Author: Ka-Chun Wong

Publisher: Springer

Published: 2016-10-24

Total Pages: 426

ISBN-13: 3319412795

DOWNLOAD EBOOK

This contributed volume explores the emerging intersection between big data analytics and genomics. Recent sequencing technologies have enabled high-throughput sequencing data generation for genomics resulting in several international projects which have led to massive genomic data accumulation at an unprecedented pace. To reveal novel genomic insights from this data within a reasonable time frame, traditional data analysis methods may not be sufficient or scalable, forcing the need for big data analytics to be developed for genomics. The computational methods addressed in the book are intended to tackle crucial biological questions using big data, and are appropriate for either newcomers or veterans in the field.This volume offers thirteen peer-reviewed contributions, written by international leading experts from different regions, representing Argentina, Brazil, China, France, Germany, Hong Kong, India, Japan, Spain, and the USA. In particular, the book surveys three main areas: statistical analytics, computational analytics, and cancer genome analytics. Sample topics covered include: statistical methods for integrative analysis of genomic data, computation methods for protein function prediction, and perspectives on machine learning techniques in big data mining of cancer.

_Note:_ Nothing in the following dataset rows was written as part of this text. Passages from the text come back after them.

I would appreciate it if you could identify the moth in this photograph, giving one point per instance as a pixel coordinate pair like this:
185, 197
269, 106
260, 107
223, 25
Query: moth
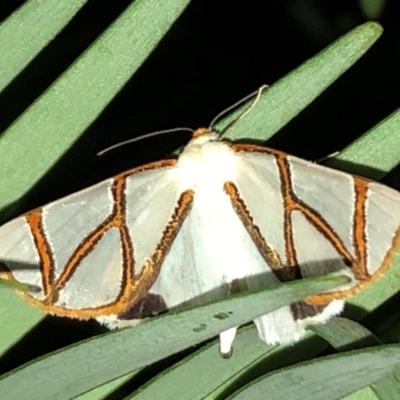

Self-contained and suitable for graduate students, this book is also designed for bioinformaticians, computational biologists, and researchers in communities ranging from genomics, big data, molecular genetics, data mining, biostatistics, biomedical science, cancer research, medical research, and biology to machine learning and computer science. Readers will find this volume to be an essential read for appreciating the role of big data in genomics, making this an invaluable resource for stimulating further research on the topic.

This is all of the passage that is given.